But then the Houses query must be run before the People query for the LIVES_IN relation to be able to be established. These types of race conditions are not present if we simply use MERGE everywhere.
Individually MERGE everything
the MERGE clause MATCHes or CREATEs the entire specified path. It does not look at the individual entities.
If now the Houses query is run before the People query, the People query will create the entire specified path and so another house with id 23 will be created and related to John Smith. We want to avoid these types of data duplication.
MERGE nodes on their unique ids, then set properties
This is again necessary because MERGE only looks at the entirety of what is specified.
If the Houses query is run after the People query, the Houses query will not be able to MATCH a house with all properties
id: 23
house_type: mansion
address: 42nd street, New York
Such a house will be CREATEd, but now we again have 2 houses with id 23. Another source of data duplication that we want to avoid.
Impose unicity constraints
Despite all of the measures that we took, it is still possible for ingested data to become duplicated. This is because of concurrent query execution. More info
Luckily, we can completely prevent duplication from happening by initializing our Neo4j database with unicity constraints.

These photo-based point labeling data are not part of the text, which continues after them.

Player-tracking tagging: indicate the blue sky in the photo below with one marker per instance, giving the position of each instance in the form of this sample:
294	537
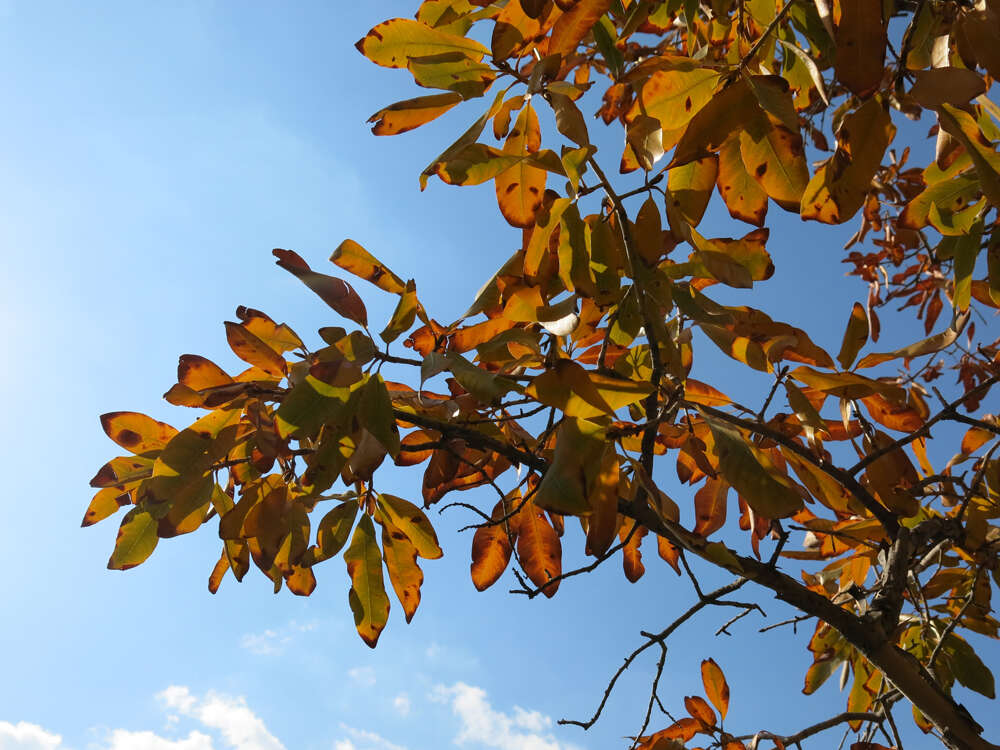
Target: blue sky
152	157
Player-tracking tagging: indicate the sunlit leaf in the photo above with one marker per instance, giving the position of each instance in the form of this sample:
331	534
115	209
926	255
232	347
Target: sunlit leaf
367	597
392	43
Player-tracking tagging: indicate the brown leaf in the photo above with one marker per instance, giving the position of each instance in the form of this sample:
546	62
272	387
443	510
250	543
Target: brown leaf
861	43
538	546
716	687
520	188
337	293
491	549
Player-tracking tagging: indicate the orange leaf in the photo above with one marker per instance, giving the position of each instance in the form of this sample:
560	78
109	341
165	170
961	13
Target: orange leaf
520	187
700	710
337	293
716	687
574	25
491	551
252	350
136	432
538	546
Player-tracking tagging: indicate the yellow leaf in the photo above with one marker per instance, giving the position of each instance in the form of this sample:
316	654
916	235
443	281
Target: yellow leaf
412	113
367	597
392	43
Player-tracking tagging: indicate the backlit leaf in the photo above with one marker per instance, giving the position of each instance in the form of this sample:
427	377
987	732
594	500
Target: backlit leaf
538	546
405	575
769	494
136	432
392	43
413	522
855	336
716	687
337	293
491	550
520	188
367	597
136	540
412	113
350	256
252	350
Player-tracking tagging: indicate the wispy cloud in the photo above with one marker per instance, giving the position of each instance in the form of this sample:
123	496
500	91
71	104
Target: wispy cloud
359	739
363	676
274	640
233	719
482	726
25	736
402	704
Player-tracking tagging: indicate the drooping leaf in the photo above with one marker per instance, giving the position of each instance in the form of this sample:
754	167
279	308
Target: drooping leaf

More info about constraints
To initialize unicity constraints on our dockerized Neo4j instance, we have to copy an apoc.conf file and a file detailing the constraint cipher queries into the /var/lib/neo4j/conf directory of our container:
On startup of the container it calls runSchemaFile on the file /var/lib/neo4j/conf/unicity.cypher, which in my case looks like:
CREATE CONSTRAINT idx1 IF NOT EXISTS ON (a:Farmer) ASSERT a.id IS UNIQUE;
CREATE CONSTRAINT idx2 IF NOT EXISTS ON (a:Grainbatch) ASSERT a.id IS UNIQUE;
CREATE CONSTRAINT idx3 IF NOT EXISTS ON (a:Processor) ASSERT a.id IS UNIQUE;
CREATE CONSTRAINT idx4 IF NOT EXISTS ON (a:Flourbatch) ASSERT a.id IS UNIQUE;
CREATE CONSTRAINT idx5 IF NOT EXISTS ON (a:Bakery) ASSERT a.id IS UNIQUE;
CREATE CONSTRAINT idx6 IF NOT EXISTS ON (a:Breadbatch) ASSERT a.id IS UNIQUE;
CREATE CONSTRAINT idx7 IF NOT EXISTS ON (a:Machinebatch) ASSERT a.id IS UNIQUE;
CREATE CONSTRAINT idx8 IF NOT EXISTS ON (a:Breadmachine) ASSERT a.id IS UNIQUE;
CREATE CONSTRAINT idx9 IF NOT EXISTS ON (a:Customer) ASSERT a.id IS UNIQUE;
CREATE CONSTRAINT idx10 IF NOT EXISTS ON (a:Minute) ASSERT a.id IS UNIQUE;
CREATE CONSTRAINT idx11 IF NOT EXISTS ON (a:Purchase) ASSERT a.id IS UNIQUE;
CREATE CONSTRAINT idx12 IF NOT EXISTS ON (a:Second) ASSERT a.id IS UNIQUE;
We assert on every node type, that its id must be unique.
More info about initializing your dockerized neo4j instance can be found here.
Conclusion
We went over the most important configuration for setting up a Neo4j sink connector in Kafka, as I did in the project https://github.com/blqblqblq159/Traceability. I hope this was helpful to you. If you still have questions after reading this post or if I forgot to mention some important configuration parameters, definitely let me know.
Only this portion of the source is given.